The agent holds a per-agent profile scoped key (sealed to the agent profile’s tenant_user at provision time), never the company key and never the underlying provider credentials (Stripe, Doola, Footprint, Resend, Surge) — those live behind the gateway in the encrypted vault. So the agent can only ever ask; the gateway decides, executes, and records. revoke() is absolute: it suspends the agent profile (every subsequent call 403s), releases its runtime slot, and cascades to sub-agents. Sub-agent kits are scoped-down derivations of the parent (capabilities can only narrow; budget is shared), closing the confused-deputy hole.

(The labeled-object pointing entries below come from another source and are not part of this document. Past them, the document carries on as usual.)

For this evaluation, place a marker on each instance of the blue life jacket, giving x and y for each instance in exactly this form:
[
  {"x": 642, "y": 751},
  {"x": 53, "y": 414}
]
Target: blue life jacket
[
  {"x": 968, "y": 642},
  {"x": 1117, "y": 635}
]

This governance is constant regardless of where the agent runs — Naïve-hosted, or a Vercel Eve / AgentCore / LangGraph agent on your own infra. Self-hosting the runtime does not bypass it, because governance is at the tool-call boundary.

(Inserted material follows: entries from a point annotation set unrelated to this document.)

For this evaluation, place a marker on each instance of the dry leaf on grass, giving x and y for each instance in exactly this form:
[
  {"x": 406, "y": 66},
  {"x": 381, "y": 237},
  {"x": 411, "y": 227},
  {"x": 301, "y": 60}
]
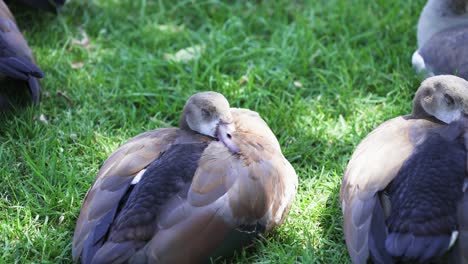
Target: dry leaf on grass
[
  {"x": 43, "y": 119},
  {"x": 185, "y": 55},
  {"x": 77, "y": 65},
  {"x": 84, "y": 42},
  {"x": 171, "y": 28},
  {"x": 69, "y": 100}
]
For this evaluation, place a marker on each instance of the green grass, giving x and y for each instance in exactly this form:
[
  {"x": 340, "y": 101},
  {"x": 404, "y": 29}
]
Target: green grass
[{"x": 352, "y": 59}]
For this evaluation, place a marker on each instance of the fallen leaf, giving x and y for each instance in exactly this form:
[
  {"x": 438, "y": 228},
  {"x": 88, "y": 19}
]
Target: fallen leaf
[
  {"x": 69, "y": 101},
  {"x": 77, "y": 65},
  {"x": 185, "y": 55},
  {"x": 243, "y": 79},
  {"x": 73, "y": 136},
  {"x": 297, "y": 84},
  {"x": 171, "y": 28},
  {"x": 83, "y": 42},
  {"x": 43, "y": 119}
]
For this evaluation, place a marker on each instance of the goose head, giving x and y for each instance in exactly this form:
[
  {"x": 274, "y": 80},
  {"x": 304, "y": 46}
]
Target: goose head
[
  {"x": 209, "y": 113},
  {"x": 444, "y": 97}
]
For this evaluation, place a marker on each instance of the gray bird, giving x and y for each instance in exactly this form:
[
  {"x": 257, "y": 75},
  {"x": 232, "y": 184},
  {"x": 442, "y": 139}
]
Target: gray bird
[
  {"x": 18, "y": 70},
  {"x": 183, "y": 195},
  {"x": 403, "y": 193},
  {"x": 443, "y": 38}
]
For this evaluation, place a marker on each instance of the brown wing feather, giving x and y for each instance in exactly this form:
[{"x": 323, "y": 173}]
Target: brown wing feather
[
  {"x": 114, "y": 177},
  {"x": 228, "y": 190},
  {"x": 372, "y": 167}
]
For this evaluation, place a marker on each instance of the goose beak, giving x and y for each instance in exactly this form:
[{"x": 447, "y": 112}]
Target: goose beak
[{"x": 225, "y": 135}]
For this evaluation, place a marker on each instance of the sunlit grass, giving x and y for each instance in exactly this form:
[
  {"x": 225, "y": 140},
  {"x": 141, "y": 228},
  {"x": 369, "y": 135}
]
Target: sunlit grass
[{"x": 321, "y": 73}]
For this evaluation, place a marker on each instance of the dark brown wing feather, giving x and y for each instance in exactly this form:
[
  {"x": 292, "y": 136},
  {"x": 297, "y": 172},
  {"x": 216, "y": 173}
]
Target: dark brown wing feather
[
  {"x": 113, "y": 180},
  {"x": 16, "y": 59},
  {"x": 372, "y": 167},
  {"x": 227, "y": 191}
]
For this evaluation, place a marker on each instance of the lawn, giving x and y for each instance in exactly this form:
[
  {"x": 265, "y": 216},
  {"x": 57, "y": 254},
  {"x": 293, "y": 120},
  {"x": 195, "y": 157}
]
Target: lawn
[{"x": 322, "y": 74}]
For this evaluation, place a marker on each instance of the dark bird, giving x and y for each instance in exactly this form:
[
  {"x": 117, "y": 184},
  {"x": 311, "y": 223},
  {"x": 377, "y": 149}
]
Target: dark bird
[
  {"x": 443, "y": 39},
  {"x": 18, "y": 70},
  {"x": 403, "y": 193},
  {"x": 48, "y": 5},
  {"x": 188, "y": 194}
]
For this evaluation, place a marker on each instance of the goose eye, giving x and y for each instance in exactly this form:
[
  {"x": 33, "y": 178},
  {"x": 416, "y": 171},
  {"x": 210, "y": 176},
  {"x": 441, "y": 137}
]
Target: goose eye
[
  {"x": 205, "y": 113},
  {"x": 449, "y": 99}
]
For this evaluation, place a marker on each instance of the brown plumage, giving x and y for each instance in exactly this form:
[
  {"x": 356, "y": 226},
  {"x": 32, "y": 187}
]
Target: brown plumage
[
  {"x": 404, "y": 193},
  {"x": 18, "y": 71},
  {"x": 184, "y": 195}
]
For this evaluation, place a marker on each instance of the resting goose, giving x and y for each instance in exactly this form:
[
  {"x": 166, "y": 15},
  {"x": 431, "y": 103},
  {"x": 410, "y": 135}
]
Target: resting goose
[
  {"x": 443, "y": 38},
  {"x": 18, "y": 70},
  {"x": 183, "y": 195},
  {"x": 403, "y": 193}
]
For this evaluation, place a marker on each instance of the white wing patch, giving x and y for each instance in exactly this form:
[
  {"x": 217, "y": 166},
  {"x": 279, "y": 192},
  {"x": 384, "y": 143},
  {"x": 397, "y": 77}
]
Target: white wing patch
[{"x": 138, "y": 177}]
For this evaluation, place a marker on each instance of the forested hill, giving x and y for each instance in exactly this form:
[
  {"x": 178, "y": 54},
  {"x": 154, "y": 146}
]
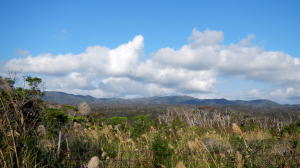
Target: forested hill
[{"x": 64, "y": 98}]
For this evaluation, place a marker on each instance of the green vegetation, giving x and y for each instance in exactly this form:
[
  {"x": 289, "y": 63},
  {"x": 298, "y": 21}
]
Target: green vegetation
[{"x": 36, "y": 134}]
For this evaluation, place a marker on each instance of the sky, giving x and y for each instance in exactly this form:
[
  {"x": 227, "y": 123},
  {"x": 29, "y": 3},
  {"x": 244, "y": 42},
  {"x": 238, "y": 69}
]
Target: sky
[{"x": 205, "y": 49}]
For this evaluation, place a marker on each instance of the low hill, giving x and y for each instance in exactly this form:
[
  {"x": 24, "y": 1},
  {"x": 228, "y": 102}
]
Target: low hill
[{"x": 65, "y": 98}]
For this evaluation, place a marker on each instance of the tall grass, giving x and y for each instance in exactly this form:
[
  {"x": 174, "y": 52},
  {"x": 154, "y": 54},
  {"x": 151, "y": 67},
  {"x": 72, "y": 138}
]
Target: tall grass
[{"x": 35, "y": 134}]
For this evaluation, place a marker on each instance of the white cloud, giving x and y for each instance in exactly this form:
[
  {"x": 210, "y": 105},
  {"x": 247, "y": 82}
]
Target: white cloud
[{"x": 192, "y": 69}]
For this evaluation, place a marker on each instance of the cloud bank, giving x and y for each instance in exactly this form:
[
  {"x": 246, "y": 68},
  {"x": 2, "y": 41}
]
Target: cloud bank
[{"x": 193, "y": 69}]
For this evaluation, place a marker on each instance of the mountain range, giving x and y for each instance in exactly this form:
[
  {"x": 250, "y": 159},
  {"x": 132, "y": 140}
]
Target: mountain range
[{"x": 65, "y": 98}]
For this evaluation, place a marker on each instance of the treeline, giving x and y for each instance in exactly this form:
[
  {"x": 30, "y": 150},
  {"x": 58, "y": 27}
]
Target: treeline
[{"x": 34, "y": 133}]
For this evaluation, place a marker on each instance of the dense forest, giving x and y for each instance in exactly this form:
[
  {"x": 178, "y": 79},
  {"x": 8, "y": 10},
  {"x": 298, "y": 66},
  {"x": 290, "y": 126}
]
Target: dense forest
[{"x": 36, "y": 133}]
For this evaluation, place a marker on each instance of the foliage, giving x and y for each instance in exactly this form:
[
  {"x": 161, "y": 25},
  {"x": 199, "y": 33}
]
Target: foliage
[
  {"x": 162, "y": 153},
  {"x": 54, "y": 118},
  {"x": 123, "y": 136}
]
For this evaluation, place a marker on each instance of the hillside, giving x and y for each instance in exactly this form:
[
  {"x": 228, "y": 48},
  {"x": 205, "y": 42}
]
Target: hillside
[{"x": 65, "y": 98}]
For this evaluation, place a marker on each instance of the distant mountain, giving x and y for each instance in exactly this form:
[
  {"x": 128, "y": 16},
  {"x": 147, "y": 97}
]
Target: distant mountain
[{"x": 65, "y": 98}]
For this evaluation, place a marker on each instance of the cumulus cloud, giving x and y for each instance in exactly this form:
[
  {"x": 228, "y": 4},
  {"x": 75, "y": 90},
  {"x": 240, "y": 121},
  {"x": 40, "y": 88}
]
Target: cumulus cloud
[{"x": 192, "y": 69}]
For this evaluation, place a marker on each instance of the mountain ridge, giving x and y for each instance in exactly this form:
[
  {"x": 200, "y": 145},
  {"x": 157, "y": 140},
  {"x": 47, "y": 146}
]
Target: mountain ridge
[{"x": 66, "y": 98}]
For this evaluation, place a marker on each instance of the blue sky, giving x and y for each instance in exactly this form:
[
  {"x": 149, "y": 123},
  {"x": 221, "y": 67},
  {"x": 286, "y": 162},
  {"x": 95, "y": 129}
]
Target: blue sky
[{"x": 33, "y": 28}]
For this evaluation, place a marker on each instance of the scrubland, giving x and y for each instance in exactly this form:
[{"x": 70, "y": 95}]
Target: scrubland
[{"x": 34, "y": 133}]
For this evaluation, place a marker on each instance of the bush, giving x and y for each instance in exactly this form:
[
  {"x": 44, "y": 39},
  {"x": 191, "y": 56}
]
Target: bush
[
  {"x": 162, "y": 154},
  {"x": 140, "y": 125},
  {"x": 54, "y": 118}
]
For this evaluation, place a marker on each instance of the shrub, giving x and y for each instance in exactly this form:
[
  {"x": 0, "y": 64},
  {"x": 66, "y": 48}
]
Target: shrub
[
  {"x": 54, "y": 118},
  {"x": 162, "y": 153}
]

How it maps to the platform

ConceptImplementation
Policy (allow/deny, caps, approvals)AccountKit attached to each agent profile
Human-in-the-loopThe approvals queue (sensitive actions return pending_approval)
Enforcement pointEvery per-agent profile primitive route + the MCP guard
AuditPer-agent profile activity log (OpenTelemetry-shaped, exportable to Langfuse/Datadog)
RevokeagentProfile.revoke() / POST /v1/agent-profiles/:id/revoke — suspends the agent profile; the gateway then denies all further calls
Native observability is required for governance, so the control plane already records every tool call, spend, and decision — and exports it with no extra module.

Two planes, one policy

You declare one agent’s can / limits; the control plane routes it to two planes:
  • Business-action governance (we own this) — budgets, spend caps (enforced at authorization), HITL approvals, capability allow/deny, audit, instant revoke — at the tool-call boundary, across the whole agent profile bundle. The differentiated layer the agent-payments and agent-runtime competitors don’t span.
  • System governance (OpenShell-compatible) — the microVM’s network / filesystem / process isolation. Compatible with NVIDIA’s emerging standard, not a competitor.

Native observability + the native-vs-module rule

The control plane already records every tool call, spend, and decision — it has to, to govern. That stream is OpenTelemetry-shaped and exports to Langfuse / Datadog (and any OTel sink) with no module. The rule for any cross-cutting concern: does the control plane need it to govern? Yes → native and exportable (tracing, secrets, identity). No → a module.